Para piorar o estado de depravação da alma nacional, volta-se a culpar a imprensa, ou melhor, os "deformadores de opinião", que agem para ressurgir o golpismo. Não é galhofa, é verdade. O assessor especial da Presidência e, atentem, coordenador do programa de governo para um eventual segundo mandato de Lula, Marco Aurélio Garcia, acredita piamente que haja forças tramando um golpe. Ele vê canhões, bazucas e metralhadoras fuzilando com tiros de letras o Palácio do Planalto e a Esplanada dos Ministérios. Para arrematar o disparate Lula pede que a mídia seja fiel à verdade, ensinando que a imprensa tem compromisso com a imparcialidade. Então, "deformadores de opinião", analisem a proposta: esqueçam mensaleiros, sanguessugas, vampiros, gafanhotos, quadrilhas, fraudes, caixa 2, receita tributária de 37,7% do PIB, burocracia massacrante, juros altos, excessivos gastos públicos, mordomias, programas recheados de assistencialismo puro, desemprego.
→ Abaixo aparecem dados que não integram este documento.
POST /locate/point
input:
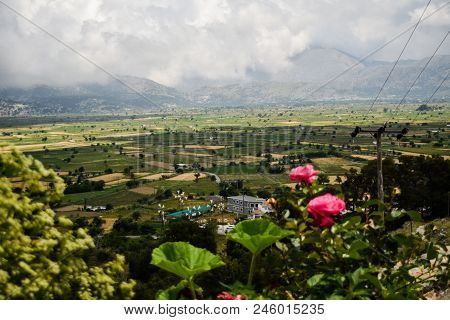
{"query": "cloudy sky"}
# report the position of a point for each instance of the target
(184, 42)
Vamos rezar pela cartilha do país das maravilhas, que passa pelo maior surto de desenvolvimento desde que Pedro Álvares Cabral entregou os espelhinhos que encantaram os silvícolas tupiniquins ao aportar no litoral da Bahia e plantar a semente da "corrupção" que infesta a seara política.
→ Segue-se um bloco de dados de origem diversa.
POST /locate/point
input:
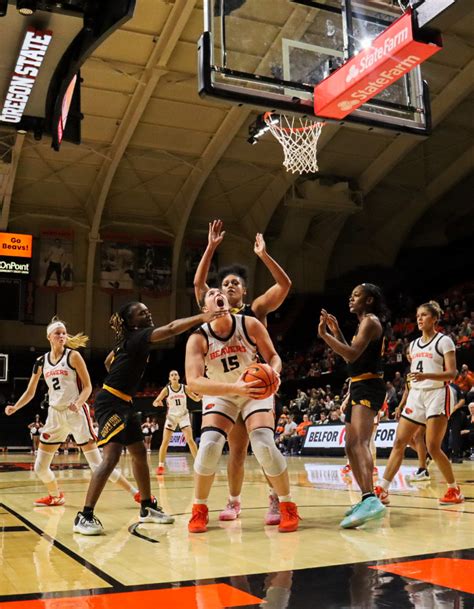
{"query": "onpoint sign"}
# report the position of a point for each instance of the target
(32, 54)
(392, 54)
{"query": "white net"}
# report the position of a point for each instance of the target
(299, 139)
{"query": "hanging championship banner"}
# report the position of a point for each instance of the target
(56, 268)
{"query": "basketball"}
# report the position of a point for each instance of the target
(267, 377)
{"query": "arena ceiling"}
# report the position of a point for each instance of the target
(157, 157)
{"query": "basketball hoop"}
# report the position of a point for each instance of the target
(299, 139)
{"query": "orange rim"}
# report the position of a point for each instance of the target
(268, 115)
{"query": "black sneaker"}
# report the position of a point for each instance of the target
(87, 525)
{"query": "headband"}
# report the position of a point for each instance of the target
(54, 326)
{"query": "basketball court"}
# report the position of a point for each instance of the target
(419, 555)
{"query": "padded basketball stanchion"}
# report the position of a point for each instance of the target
(299, 139)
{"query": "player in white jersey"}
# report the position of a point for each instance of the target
(432, 366)
(69, 385)
(216, 357)
(175, 394)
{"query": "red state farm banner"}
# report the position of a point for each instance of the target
(391, 55)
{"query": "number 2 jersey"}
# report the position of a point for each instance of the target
(176, 401)
(228, 356)
(429, 358)
(61, 379)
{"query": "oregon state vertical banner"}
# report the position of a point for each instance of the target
(56, 267)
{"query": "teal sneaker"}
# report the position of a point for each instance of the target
(351, 509)
(370, 509)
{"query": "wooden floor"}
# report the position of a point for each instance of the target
(41, 558)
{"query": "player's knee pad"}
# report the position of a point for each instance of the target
(210, 449)
(42, 466)
(94, 459)
(265, 451)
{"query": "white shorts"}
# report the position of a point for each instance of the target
(60, 423)
(422, 404)
(231, 408)
(173, 420)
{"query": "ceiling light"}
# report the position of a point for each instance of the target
(26, 7)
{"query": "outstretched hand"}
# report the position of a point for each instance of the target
(259, 247)
(323, 324)
(216, 234)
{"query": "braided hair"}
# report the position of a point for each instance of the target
(235, 269)
(120, 321)
(378, 306)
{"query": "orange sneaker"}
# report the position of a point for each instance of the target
(137, 497)
(50, 501)
(382, 494)
(288, 517)
(451, 497)
(199, 519)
Aqui reside o perigo. O ideário de que a sujeira faz parte do DNA do País, atravessando séculos e fincando estacas na atualidade, é um sofisma para defender a inserção de todos no ranking da putrefação. Por ele, todos são sebosos nas páginas da cultura política. Transferem-se à política as marcas da imoralidade, com respingos sobre a própria comunidade nacional. Por repetição, a retórica acabará impregnando a sociedade, induzida a se julgar responsável em parte pela lama que escorre nas esferas dos Poderes. Joga-se, mais uma vez, com o dado falsificado: o povo tem os representantes que merece. E de viés em viés se chega ao absurdo de confundir o direito à igualdade, à liberdade, à segurança e à propriedade - nos termos do artigo 5º da Constituição - com a ilação de que todos os brasileiros são iguais nas atitudes.
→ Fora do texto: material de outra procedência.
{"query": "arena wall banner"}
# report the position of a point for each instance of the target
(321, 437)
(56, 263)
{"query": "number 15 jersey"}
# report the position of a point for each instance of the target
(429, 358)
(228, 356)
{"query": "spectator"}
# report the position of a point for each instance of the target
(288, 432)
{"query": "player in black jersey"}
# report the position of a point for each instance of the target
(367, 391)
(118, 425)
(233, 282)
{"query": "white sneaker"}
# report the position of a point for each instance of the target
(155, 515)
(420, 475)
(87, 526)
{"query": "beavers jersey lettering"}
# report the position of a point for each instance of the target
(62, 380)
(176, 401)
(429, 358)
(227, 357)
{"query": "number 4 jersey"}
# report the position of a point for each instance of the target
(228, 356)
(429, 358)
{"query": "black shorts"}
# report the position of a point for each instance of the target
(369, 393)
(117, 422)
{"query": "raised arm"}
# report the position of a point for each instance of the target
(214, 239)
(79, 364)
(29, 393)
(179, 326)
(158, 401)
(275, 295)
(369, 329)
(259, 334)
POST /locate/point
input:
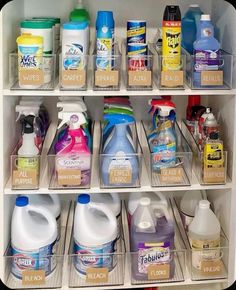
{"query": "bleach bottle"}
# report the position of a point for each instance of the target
(51, 202)
(206, 50)
(190, 27)
(33, 238)
(95, 233)
(151, 241)
(119, 163)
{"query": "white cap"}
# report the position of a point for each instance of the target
(145, 201)
(204, 204)
(205, 17)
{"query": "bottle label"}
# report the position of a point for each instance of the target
(151, 254)
(41, 259)
(209, 252)
(206, 60)
(104, 54)
(94, 257)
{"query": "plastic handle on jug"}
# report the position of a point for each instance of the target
(107, 212)
(45, 213)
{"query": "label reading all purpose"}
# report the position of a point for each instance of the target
(209, 251)
(151, 254)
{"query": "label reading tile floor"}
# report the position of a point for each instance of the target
(106, 78)
(172, 78)
(73, 78)
(211, 268)
(214, 175)
(120, 176)
(33, 277)
(159, 272)
(171, 175)
(25, 177)
(212, 78)
(69, 177)
(140, 78)
(31, 77)
(97, 275)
Esse é o enredo da epopéia da morte cívica a que o País assiste. O capital ético, agora medido por cifrões, estará negociando a compra de ingressos nas lojas de conveniências que se espalham pelos quadrantes. Do fundo do caixão se eleva a figura de um Severino, o Cavalcanti, o renunciante. Resplandecerá, como outros, no acender de luzes da nova legislatura. Nota ao fim do velório: a morte moral do País opera milagres. Faz até ressuscitar defuntos.